Los colegios electorales abrieron a las 8:00 a.m. en todo Irán, según informaron los medios estatales. Pero la pelea en estas legislativas no está tanto en quién de los 3.467 preseleccionados por el Consejo de Guardianes logra uno de los 290 escaños del Parlamento, sino en cuántos iraníes apoyan al régimen con su participación. El propio líder supremo, el ayatola Alí Jamenéi, reconoció que ésta era “vital” para garantizar la seguridad del país, luego de depositar su voto a primera hora.
En un gesto significativo, la agencia Fars previó en la víspera una participación del 65,5%. Menos del 60% hubiera sido una derrota para el régimen, coincidían los observadores, y fue ese el porcentaje ponderado que al final del día entregó el Gobierno. Sin embargo, la página web reformista Kalame no contempló más allá de un 10%.
Los simpatizantes del Movimiento Verde —nacido en 2009 tras un supuesto fraude en las elecciones que dieron el aval a la reelección del actual presidente, Mahmud Ahmadineyad— decidieron boicotear los comicios dado que sus principales líderes, Mir Husein Musaví y Mehdi Karrubí, siguen bajo arresto domiciliario sin cargos.
El régimen hizo frente a un dilema para estos comicios. Por un lado, necesitaba la participación que lo legitimara. Por otro, temía que una campaña viva y con debate diera lugar a nuevas manifestaciones de descontento, como las que siguieron a la controvertida victoria de Ahmadineyad sobre Musaví y Karrubí.
Así, tras reducir al mínimo la parafernalia electoral previa, en el tramo final aceleró sus esfuerzos para animar al voto. Los directores de los medios recibieron instrucciones al respecto y Teherán se llenó de carteles en los que se aseguraba que si votaba “menos del 50%, EE.UU. podrá atacar con facilidad a Irán”. En el culmen de la manipulación, esa información se atribuyó a diversos medios extranjeros. Incluso PressTV, el órgano de propaganda en inglés del régimen, aseguró que “EE.UU. tiene pánico a la participación de los iraníes en las elecciones”.
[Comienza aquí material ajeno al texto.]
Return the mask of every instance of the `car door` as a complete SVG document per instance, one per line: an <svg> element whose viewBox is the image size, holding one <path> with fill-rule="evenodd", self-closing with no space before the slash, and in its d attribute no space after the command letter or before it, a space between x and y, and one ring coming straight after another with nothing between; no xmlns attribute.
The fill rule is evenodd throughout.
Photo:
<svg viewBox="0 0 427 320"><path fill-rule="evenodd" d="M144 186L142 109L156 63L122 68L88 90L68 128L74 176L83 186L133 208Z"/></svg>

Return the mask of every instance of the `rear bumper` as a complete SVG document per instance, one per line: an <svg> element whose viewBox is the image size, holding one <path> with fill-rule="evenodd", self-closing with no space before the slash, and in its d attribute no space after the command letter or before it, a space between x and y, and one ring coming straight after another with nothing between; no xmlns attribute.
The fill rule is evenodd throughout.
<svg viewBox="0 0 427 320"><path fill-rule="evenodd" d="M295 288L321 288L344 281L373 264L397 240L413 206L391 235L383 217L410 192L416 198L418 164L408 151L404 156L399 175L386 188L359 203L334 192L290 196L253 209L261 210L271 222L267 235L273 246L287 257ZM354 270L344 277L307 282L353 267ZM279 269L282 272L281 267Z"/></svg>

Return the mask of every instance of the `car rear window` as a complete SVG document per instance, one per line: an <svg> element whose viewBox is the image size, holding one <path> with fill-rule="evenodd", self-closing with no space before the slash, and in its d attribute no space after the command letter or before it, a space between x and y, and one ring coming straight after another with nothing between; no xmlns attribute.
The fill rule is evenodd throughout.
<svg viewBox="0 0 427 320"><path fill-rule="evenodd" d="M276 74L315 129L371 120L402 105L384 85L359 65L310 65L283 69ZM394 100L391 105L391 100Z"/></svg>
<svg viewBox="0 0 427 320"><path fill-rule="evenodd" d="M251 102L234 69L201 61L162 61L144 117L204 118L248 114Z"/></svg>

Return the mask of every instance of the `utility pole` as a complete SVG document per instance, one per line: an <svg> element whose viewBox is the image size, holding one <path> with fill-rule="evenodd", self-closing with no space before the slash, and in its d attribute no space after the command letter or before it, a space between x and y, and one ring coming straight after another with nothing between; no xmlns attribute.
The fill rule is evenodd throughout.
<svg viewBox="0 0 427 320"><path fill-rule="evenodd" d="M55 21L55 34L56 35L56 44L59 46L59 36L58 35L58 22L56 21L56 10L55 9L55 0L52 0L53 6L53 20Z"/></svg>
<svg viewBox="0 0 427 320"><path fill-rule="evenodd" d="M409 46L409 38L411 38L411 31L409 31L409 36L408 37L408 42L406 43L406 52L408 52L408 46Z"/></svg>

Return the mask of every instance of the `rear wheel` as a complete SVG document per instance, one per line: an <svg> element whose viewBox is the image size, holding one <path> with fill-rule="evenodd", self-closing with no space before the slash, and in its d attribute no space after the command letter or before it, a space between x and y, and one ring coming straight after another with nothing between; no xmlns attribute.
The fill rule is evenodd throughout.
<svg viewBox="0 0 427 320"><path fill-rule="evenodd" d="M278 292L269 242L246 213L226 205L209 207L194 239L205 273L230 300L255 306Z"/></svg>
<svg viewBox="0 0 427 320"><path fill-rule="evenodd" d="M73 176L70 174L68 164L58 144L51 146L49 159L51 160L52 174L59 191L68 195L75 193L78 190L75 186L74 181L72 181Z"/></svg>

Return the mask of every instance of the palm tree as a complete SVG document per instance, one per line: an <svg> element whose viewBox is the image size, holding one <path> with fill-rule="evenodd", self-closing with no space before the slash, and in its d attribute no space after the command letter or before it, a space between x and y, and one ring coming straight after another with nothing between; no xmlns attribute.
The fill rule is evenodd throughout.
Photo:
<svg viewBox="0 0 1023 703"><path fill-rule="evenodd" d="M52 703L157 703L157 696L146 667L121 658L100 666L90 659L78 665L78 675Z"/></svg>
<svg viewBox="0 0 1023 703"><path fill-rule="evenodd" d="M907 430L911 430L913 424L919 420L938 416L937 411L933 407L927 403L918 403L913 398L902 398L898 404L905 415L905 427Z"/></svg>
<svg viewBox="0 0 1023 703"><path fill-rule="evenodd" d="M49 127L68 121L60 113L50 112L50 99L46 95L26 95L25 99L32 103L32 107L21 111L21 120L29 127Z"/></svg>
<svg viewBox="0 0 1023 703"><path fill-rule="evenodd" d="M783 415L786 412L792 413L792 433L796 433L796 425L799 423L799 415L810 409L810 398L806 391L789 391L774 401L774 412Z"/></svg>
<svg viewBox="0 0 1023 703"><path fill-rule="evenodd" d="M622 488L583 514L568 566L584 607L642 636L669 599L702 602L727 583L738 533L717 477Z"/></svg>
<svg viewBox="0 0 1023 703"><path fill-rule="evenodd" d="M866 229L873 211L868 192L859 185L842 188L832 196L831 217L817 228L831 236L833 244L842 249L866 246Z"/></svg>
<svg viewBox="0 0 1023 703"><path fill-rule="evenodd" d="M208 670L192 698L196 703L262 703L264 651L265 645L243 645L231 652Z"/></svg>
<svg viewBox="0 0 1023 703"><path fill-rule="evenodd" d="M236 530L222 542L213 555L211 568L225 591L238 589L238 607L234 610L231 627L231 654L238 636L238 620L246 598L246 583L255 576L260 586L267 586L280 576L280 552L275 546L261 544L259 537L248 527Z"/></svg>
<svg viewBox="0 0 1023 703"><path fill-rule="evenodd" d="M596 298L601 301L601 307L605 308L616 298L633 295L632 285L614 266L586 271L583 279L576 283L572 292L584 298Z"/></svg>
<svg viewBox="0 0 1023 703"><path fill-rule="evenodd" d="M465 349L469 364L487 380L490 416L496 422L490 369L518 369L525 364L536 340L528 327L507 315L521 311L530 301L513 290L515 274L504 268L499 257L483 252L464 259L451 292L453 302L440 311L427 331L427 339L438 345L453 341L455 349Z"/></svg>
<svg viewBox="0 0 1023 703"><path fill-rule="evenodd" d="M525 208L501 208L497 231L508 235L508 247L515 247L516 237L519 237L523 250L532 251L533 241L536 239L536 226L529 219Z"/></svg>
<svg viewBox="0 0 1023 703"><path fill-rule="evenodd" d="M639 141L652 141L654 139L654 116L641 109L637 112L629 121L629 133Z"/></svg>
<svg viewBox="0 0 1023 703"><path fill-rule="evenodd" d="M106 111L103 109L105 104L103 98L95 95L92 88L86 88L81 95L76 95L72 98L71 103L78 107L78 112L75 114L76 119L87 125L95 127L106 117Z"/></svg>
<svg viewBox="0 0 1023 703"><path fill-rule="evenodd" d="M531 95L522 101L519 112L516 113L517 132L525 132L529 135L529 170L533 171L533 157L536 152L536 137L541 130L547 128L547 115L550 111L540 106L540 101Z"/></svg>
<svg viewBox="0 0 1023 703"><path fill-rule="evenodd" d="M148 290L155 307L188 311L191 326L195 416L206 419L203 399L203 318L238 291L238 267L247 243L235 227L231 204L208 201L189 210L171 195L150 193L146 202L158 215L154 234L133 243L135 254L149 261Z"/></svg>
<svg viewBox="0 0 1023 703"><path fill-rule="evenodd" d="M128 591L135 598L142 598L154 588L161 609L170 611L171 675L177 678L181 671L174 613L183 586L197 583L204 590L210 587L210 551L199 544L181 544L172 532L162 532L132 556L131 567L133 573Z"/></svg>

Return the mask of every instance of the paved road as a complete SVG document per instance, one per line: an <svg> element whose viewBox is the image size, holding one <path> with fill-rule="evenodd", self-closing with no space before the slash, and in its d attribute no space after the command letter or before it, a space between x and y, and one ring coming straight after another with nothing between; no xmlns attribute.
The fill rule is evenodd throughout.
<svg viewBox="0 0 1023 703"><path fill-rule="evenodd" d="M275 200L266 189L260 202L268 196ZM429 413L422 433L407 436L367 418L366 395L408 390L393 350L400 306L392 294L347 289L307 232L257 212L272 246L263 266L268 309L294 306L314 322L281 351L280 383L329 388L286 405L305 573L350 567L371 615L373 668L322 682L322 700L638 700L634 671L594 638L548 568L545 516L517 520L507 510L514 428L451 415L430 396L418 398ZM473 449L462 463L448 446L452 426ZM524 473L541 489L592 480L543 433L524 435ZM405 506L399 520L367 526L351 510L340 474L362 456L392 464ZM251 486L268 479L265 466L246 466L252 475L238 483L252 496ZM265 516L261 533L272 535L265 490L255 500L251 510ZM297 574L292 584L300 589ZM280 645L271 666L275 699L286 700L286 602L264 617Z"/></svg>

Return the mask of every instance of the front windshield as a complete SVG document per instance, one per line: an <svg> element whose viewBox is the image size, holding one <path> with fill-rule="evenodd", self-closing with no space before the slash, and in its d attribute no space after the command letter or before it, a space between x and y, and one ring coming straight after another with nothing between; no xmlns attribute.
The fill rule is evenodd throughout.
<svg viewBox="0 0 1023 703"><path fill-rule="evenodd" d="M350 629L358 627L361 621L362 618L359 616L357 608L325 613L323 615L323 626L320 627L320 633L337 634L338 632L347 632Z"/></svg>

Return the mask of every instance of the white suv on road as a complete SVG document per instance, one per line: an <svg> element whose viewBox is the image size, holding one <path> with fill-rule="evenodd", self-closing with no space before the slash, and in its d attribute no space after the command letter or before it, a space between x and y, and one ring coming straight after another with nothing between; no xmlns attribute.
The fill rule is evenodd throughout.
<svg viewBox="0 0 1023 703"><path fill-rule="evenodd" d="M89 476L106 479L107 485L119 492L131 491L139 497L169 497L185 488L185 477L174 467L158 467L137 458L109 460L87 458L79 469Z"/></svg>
Sin embargo, el voto no es tampoco un signo de respaldo al régimen. Muchos iraníes acudieron a las urnas para evitarse problemas, sobre todo entre los funcionarios, los estudiantes y todos aquellos que necesitan realizar gestiones con organismos oficiales. Sus shenasnameh, una especie de libro de familia, son sellados en cada elección.
En Teherán, la única ciudad donde la presencia de algunos periodistas extranjeros y diplomáticos permitió hacerse una idea, se repitió el esquema habitual: colas en los colegios electorales de los barrios populares (donde el régimen encuentra sus principales apoyos) y escasa presencia en las zonas de clase media. Contra lo esperado, los barrios de clase alta están ahora ocupados por nuevos ricos que se benefician del sistema.
La votación duró hasta las 6:00 p.m. No se esperaba que hubiera resultados hasta hoy.